I was lucky enough to have the opportunity to visit Mumbai, India as part of a sabbatical project this past January for three weeks. While there, I wrote a daily blog of my experiences and perceptions. Here are some thoughts on public identity markers from February 1, 2013. I invite your comments!
Walking down the street or in a mall in San Diego, I have little idea who is walking beside me. Of course, there are some markers of socio-economic status based on clothes, shoes or handbags, but the rest is mostly style. Style only can tell you so much about a person. In India, it is much different. What you wear, and how you wear it, may announce to the world your ethnic heritage, state of origin, and religion.
|Sari styles from Wikipedia;|
I don't know know why they
draw such masculine women.
If you are a Muslim woman, you may cover your clothing with a black garment when you go out in public, called hijab. The choice of hijab may be dictated by a woman's particular sect of Islam, her age and marital status, or may be imposed upon her by her husband who has the right to ask her to wear it. She may wear a chador, allowing her face to be uncovered, a burka which allows only a slit for the eyes, or varying types of head scarves and face coverings. I've seen scarves and face coverings (not exactly veils, but more like bandit masks) in all colors and white, aside from the traditional black. Colorful ones are most usually worn by younger women.
|Behind a Bohra Muslim woman, Chor Bazaar|
|Sharanam girls in salwar kameez|
|Muslim school boys at the park|
It strikes me that in a highly stratified society, it helps to know who you're dealing with immediately. A person can temper his level of language (formal or informal) and mode of interacting very quickly based on his perception of the other person. In a place where women have many restrictions, clothing and other outward manifestations of identity can pinpoint, basically, what you should and shouldn't be doing. In the U.S., where we are bred to be independent and individualistic, we tend to care less about who you are and where you come from than where are you going and how you will get there. Our clothes do not reflect history, beliefs and social roles, but our choice of how we wish to represent ourselves. You can be an Anglo girl wearing kente cloth or an Asian woman wearing an embroidered huipil from the Yucatan, and it has nothing to do with your family background. I imagine that without these markers, Indian people without much exposure to Western dress must be fairly lost when they first arrive in the U.S.

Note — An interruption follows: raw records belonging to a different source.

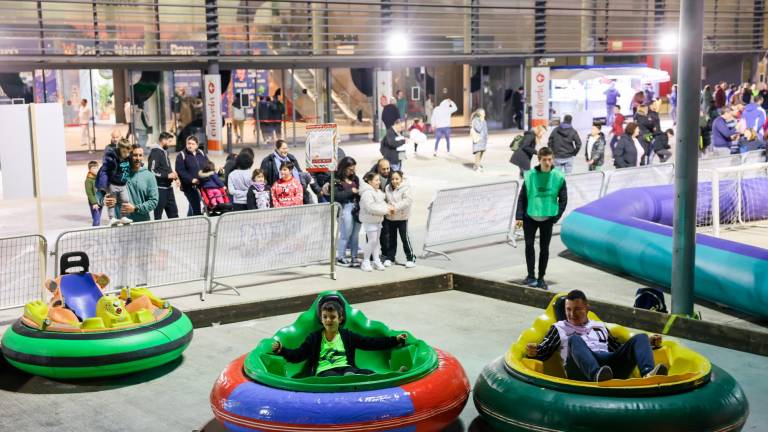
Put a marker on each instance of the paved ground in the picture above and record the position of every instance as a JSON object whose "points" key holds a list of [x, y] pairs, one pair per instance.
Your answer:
{"points": [[175, 397]]}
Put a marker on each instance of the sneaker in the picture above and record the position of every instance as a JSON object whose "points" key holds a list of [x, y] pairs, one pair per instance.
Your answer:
{"points": [[604, 374], [659, 369]]}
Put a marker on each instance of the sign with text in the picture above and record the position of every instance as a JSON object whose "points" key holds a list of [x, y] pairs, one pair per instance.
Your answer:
{"points": [[540, 96], [212, 90], [320, 148]]}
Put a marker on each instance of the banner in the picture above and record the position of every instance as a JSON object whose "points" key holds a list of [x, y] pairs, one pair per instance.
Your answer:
{"points": [[540, 96], [213, 112], [320, 147]]}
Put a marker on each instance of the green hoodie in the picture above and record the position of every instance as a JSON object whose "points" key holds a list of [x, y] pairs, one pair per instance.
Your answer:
{"points": [[143, 189]]}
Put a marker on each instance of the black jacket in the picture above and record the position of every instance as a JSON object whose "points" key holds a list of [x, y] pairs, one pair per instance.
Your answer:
{"points": [[625, 154], [272, 170], [389, 145], [523, 155], [522, 201], [310, 348], [160, 165], [564, 141]]}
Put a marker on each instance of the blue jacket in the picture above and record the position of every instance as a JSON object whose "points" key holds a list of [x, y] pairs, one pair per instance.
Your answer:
{"points": [[721, 133], [754, 117]]}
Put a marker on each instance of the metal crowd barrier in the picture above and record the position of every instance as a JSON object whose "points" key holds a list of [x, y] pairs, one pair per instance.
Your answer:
{"points": [[266, 240], [152, 254], [471, 212], [23, 270], [649, 175]]}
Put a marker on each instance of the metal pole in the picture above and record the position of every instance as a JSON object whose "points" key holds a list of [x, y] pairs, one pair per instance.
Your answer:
{"points": [[690, 35]]}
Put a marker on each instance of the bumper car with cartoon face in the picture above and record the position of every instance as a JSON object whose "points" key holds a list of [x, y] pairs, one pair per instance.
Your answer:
{"points": [[83, 332]]}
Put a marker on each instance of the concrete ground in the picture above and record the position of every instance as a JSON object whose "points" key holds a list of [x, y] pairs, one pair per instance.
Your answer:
{"points": [[175, 397]]}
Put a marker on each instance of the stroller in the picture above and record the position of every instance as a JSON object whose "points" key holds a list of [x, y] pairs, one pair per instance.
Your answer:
{"points": [[218, 208]]}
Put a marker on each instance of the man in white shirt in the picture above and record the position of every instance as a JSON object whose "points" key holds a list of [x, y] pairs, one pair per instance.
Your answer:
{"points": [[588, 350]]}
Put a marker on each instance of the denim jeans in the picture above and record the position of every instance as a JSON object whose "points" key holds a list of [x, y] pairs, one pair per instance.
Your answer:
{"points": [[439, 134], [582, 363], [349, 232], [566, 164]]}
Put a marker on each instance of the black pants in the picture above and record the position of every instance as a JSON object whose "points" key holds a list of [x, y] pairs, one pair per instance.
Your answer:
{"points": [[166, 201], [193, 196], [345, 370], [389, 234], [545, 235]]}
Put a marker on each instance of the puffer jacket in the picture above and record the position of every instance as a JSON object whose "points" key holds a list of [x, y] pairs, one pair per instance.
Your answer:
{"points": [[373, 204], [402, 199]]}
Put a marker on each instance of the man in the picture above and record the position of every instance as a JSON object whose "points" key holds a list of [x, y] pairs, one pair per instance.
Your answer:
{"points": [[402, 104], [589, 351], [160, 165], [611, 97], [143, 189], [723, 134], [540, 205], [382, 168], [565, 143], [518, 106]]}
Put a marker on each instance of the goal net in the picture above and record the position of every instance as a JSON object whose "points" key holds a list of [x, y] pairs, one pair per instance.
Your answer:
{"points": [[731, 197]]}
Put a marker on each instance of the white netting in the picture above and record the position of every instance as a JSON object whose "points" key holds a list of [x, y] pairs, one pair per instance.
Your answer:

|Three of the "Five Ks" in Sikhism|
|Carrying clean laundry|
out of dhobi ghats
On occasions where it is hard to determine your identity, Indians can get flummoxed. For instance, Karen (my friend, and the Executive Director of the Aasha Foundation) and I accompanied B (one of the Sharanam girls) to an art school, where she may enroll in a certification course in photography. We spoke to a very friendly and kind faculty member who stepped out of his class to answer our questions and take us on a tour of the school. (Karen said this probably would not have happened had we been Indian.) But before he warmed up to us, he was very hesitant to give us information until he understood just what our relationship to B was. Faculty member: "So, you are from where?" Karen: "I live here in Mumbai, in Bandra.""And she (B) is from...?" "Also Mumbai." (Look of puzzlement. Chat about something else.) "So, you do what exactly in Mumbai...?" "I consult on projects (purposefully vague answer)." (Look of puzzlement doesn't abate.) "So, you are her...?" Karen: "I'm family." Finally, he seemed to get it, that Karen was ultimately responsible for B and would provide the financial and academic support she needed to succeed in the program. After that, he relaxed and invited us to see the school. Making that connection clear is always important, Karen says. Without family and the kind of support children need to complete educational programs, schools of all kinds are less likely to accept a student. If Karen and B had worn the same type of sari, it might have been a little easier for him.